Os factos operacionais reflectem a rápida formalização da economia histórica, auxiliada pelo optimismo dos investidores relativamente ao crescimento a longo prazo, às reformas estruturais e à facilidade de fazer negócios.
Somadas mais de 200 mil empresas ativas em 2025, um novo recorde entre altas integrações de negócios e baixas falhas.
No final de Maio de 2014, quando o primeiro-ministro Narendra Modi tomou posse, o país tinha 0,97 milhões de empresas viáveis, e no início de Julho de 2017, quando entrou em vigor o regime do GST, um dos passos importantes para a formalização, havia cerca de 1,23 milhões de empresas.
“Este número elevado ocorre apesar de o governo ter acelerado as medidas para encerrar unidades inadimplentes ou doentes e intensificar a sua repressão às chamadas ‘empresas de fachada’ nos últimos anos”, disse o responsável, que não quis ser identificado.
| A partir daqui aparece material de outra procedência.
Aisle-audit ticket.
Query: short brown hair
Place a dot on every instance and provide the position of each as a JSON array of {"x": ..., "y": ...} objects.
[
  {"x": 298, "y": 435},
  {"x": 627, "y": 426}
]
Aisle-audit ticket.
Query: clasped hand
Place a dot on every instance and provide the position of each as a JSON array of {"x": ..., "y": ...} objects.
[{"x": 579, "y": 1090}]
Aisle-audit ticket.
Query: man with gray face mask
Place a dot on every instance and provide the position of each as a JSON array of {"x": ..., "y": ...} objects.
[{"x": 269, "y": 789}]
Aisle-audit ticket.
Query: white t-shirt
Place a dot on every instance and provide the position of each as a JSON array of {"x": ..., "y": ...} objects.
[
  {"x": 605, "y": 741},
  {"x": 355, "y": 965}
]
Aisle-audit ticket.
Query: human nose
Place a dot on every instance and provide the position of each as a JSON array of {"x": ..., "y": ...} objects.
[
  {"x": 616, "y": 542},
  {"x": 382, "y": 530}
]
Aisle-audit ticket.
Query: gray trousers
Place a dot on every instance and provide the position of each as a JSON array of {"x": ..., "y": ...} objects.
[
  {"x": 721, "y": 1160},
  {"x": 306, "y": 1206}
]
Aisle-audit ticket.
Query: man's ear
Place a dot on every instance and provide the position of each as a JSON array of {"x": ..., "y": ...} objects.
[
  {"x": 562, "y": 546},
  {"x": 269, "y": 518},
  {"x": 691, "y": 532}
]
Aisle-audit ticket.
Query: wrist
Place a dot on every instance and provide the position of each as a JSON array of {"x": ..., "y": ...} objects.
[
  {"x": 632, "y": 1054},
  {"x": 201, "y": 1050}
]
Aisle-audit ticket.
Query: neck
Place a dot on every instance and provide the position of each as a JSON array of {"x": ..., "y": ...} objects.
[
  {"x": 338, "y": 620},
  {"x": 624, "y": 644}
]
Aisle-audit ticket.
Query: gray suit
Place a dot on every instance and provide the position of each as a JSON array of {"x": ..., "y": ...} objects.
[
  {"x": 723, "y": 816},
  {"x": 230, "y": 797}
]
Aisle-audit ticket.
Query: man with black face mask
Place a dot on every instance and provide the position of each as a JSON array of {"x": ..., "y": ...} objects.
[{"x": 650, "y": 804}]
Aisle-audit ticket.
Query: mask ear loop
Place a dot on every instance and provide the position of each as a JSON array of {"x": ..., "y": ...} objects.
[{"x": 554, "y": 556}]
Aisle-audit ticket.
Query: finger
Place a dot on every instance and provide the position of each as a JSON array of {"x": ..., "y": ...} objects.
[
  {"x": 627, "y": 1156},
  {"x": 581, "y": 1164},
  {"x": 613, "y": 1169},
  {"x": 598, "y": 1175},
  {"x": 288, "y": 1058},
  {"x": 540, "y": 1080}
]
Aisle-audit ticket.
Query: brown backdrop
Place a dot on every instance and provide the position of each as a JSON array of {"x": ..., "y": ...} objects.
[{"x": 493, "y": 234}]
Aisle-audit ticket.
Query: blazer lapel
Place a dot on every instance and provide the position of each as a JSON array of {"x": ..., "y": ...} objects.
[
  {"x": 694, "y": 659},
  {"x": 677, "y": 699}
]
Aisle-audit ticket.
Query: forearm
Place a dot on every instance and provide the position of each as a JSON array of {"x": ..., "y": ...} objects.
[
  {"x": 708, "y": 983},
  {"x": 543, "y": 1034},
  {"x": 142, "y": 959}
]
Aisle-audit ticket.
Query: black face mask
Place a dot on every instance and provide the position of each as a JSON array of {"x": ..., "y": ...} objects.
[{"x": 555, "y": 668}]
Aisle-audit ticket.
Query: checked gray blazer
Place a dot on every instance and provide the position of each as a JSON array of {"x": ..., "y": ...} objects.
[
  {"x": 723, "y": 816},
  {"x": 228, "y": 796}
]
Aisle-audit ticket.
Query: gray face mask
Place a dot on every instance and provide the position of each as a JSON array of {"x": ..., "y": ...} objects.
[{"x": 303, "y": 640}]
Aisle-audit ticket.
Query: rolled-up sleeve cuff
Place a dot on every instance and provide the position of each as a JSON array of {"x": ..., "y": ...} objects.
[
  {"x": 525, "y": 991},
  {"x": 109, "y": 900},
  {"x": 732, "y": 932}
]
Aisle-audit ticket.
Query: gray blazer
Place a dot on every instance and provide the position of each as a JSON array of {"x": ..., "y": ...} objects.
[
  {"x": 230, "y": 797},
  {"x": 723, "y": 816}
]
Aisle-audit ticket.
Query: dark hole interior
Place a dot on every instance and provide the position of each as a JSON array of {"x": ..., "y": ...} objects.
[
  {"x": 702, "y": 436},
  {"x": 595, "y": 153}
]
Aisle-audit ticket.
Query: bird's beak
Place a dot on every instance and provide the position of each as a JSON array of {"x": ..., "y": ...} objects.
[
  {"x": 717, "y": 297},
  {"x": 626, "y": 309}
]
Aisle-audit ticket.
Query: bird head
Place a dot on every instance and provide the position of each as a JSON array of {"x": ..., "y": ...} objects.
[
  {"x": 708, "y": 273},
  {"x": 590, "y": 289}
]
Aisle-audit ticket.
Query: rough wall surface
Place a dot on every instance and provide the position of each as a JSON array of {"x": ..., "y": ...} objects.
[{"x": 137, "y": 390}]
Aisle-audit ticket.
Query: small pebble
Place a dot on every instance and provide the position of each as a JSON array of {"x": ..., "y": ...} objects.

Só em Dezembro, foram constituídas 26.597 empresas, incluindo empresas estrangeiras, mais do dobro do que há um ano, e apenas 1.099 empresas foram encerradas voluntariamente.
O governo chega ao número de empresas ‘ativas’ após excluir aquelas que já fecharam, estão em liquidação ou em processo de cancelamento de registro de seus nomes.